If you do have a claim, you will have to create an estate for the decedent. Often the estate lawyer will wait for the conclusion of the malpractice suit to collect his or her fees.
However, if the decedent has not left behind a spouse or a child under the age of 25, there are no recoverable damages.
>> What should I look for when picking an attorney?
Experience matters most. You aren’t just looking for an attorney with plenty of court time and peer recommendations, either, though these things are important. Generally, an attorney with some medical background will be more successful in Florida medical malpractice cases. All this information is available online, but you shouldn’t stop there. Remember that you may spend years working with this person. You should meet face-to-face before deciding.

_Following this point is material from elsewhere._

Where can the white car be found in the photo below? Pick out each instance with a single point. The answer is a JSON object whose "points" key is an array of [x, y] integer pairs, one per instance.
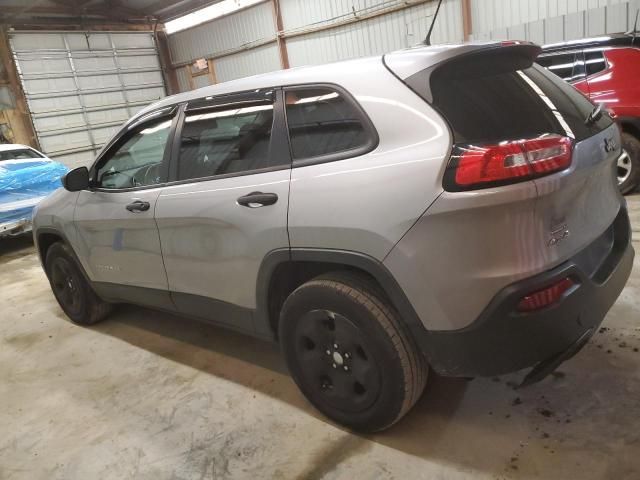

You need someone you can trust, someone you’re comfortable talking to, someone who won’t bully you into a course of action you don’t want to take, and, ideally, someone you like.
>> How do I know if my attorney is doing a good job?
When you contract with an attorney, that attorney will give you a “statement of client’s rights” outlining what you should expect. Make sure you understand this, and that your attorney lives up to the letter. You should also stay informed at every step of the process, and take an active role in decision making, especially regarding settlements.
>> What are the consequences of a malpractice case for medical professional?
In Florida, a healthcare provider can lose his or her license to practice after “three strikes.” What constitutes a strike, though, is not always certain. When you file a complaint, that complaint goes to the Florida Board of Medicine, which will generally not sanction an individual for an alleged medical error, but rather for documenting errors or serious, proven cases of malpractice. However, if a physician has multiple outstanding complaints, your case may directly result in the loss of a license.
>> Can I get an apology from my healthcare provider?
Aside from some peace of mind and a sense of closure, the only thing a civil trial can give you is a monetary reward. A jury cannot force an apology from anyone.
>> Do I have a claim if I suffered Florida medical malpractice but have recovered?
In this case, you would likely spend more to get expert witnesses than you would receive in compensation. You will have wasted your time. Still, if you feel strongly that you have a claim despite an improvement in your health, seek a consultation with an experienced attorney.
>> How can I help avoid or combat medical negligence and malpractice?
The steps you can take to preventing medical malpractice are, for the most part, the same steps you should be taking to help your healthcare providers treat you. Be an advocate for yourself (or for your loved one). Do research. Ask questions. Tell your healthcare providers everything. And keep documentation.